Wawancara Juri Kompetisi Panjang Indonesia: Antara Kedekatan dan Permainan Artistik dalam Film Dokumenter Indonesia

— Berita, Interview
FFD 2024

Festival Film Dokumenter 2024 menyajikan program Kompetisi Film Panjang Indonesia dengan empat film terpilih. Program ini merupakan jendela yang menawarkan perspektif tentang eksistensi dan agensi yang kompleks di Indonesia era sekarang. Keempat film yang terpilih ini menjadi penekanan terhadap pentingnya film dokumenter sebagai sarana untuk mengeksplorasi ingatan dan pengalaman manusia yang berlapis-lapis. Memberikan ruang pada film dokumenter dengan daya tarik teknis dan estetika yang dapat mendukung cara bercerita serta perspektif para pembuatnya pun akhirnya menjadi pertimbangan yang penting. Namun, minimnya jumlah film dokumenter yang telah diproduksi mempengaruhi variasi dan keragaman genre yang tersaji. Meski begitu, program ini kemudian tidak hanya bisa menjadi tolak ukur untuk melihat sejauh mana film dokumenter panjang Indonesia telah berkembang, tetapi juga menjadi sebuah petunjuk terkait arah lajunya.

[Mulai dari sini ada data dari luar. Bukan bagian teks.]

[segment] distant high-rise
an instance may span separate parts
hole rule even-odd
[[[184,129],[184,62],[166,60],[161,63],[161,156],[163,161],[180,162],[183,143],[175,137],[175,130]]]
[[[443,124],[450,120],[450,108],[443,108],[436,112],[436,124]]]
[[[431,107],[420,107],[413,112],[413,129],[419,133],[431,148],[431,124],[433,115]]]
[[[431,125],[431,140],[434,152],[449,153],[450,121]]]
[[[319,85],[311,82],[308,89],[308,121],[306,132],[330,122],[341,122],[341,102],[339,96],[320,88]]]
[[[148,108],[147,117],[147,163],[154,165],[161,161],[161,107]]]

FFD 2024 kali ini menghadirkan tiga anggota juri dengan berbagai latar belakang yang berbeda dengan tujuan untuk meningkatkan apresiasi terhadap film-film yang berkompetisi. Dewan Juri Kompetisi Film Panjang Indonesia FFD 2024 adalah Amelia Hapsari, Chayanin Tiangpitayagorn, dan Novasari Widyaningsih.

Berikut adalah rangkuman wawancara dengan para juri.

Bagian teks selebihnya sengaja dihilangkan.